2T Security Objective:
To ensure that the risks across the ResilienceDirect (RD) Service, handling real-time incident data sharing for all Emergency responders, were identified, understood, and managed in a way that did not result in security being seen as a barrier.
2T Security Outcome:
We have implemented a risk register which is managed alongside the existing project management, in collaboration with the RD Team and the suppliers for the RD Programme. By hosting monthly calls with each supplier we track progress against risks in an agile manner. The results of penetration tests have also been reviewed in line with the risk assessment to ensure consistency of approach.
The UK’s only secure web Service for exercising, planning, response and recovery
RD was established in March 2014 to provide a secure Service for information sharing and collaborative working between the different emergency services, relevant private sector organisations (such as utility companies), and central and local government. In 2017, 2T Security was brought in to provide risk assessment services using its innovative RiskTree® process. We visited each RD supplier, running Risk Discovery Workshops to create attack trees for each application, and then blended these to create an overall risk assessment report for the RD Programme. Since then, we have responded to changes in the supplier community by running further workshops to update the attack trees and ensure that the report is up to date and includes all current risks. Since 2020 we have reviewed security monthly with each supplier, providing an opportunity to discuss any updates and changes and their potential impact. 2T Security is a long-term trusted adviser to various government departments, and viewed as a safe pair of hands.
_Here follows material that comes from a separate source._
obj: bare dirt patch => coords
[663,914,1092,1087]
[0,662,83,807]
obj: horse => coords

We were entrusted with the security for the RD programme because of our robust reputation and delivery expertise.
Services that we have provided include:
- Risk assessment and management – using our RiskTree process we have continually identified, assessed, and prioritised the risks across all the RD Suppliers.
- Risk reporting – we create and maintain the security risk assessment report, and have prepared and presented excerpts from this to Cabinet Office senior management.
- Physical security audit – we have visited supplier sites and discussed their site security as part of the review.
- Security management – we review security on a monthly basis to track progress of risk mitigation work with suppliers, and provide an opportunity for them to raise any security related questions.
- Security liaison – we liaise with the National Cyber Security Centre’s representative for RD to ensure alignment of advice.
- Pen test review – we have worked alongside the RD team to review the scope and results of penetration testing of the RD applications and provided advice on mitigation.
- Analysing the implications of implementing multi-factor authentication in the RD environment.
- Established a strong focus on security across all RD suppliers.
- Identified previously unknown risks, made recommendations for mitigation, and tracked these through to completion.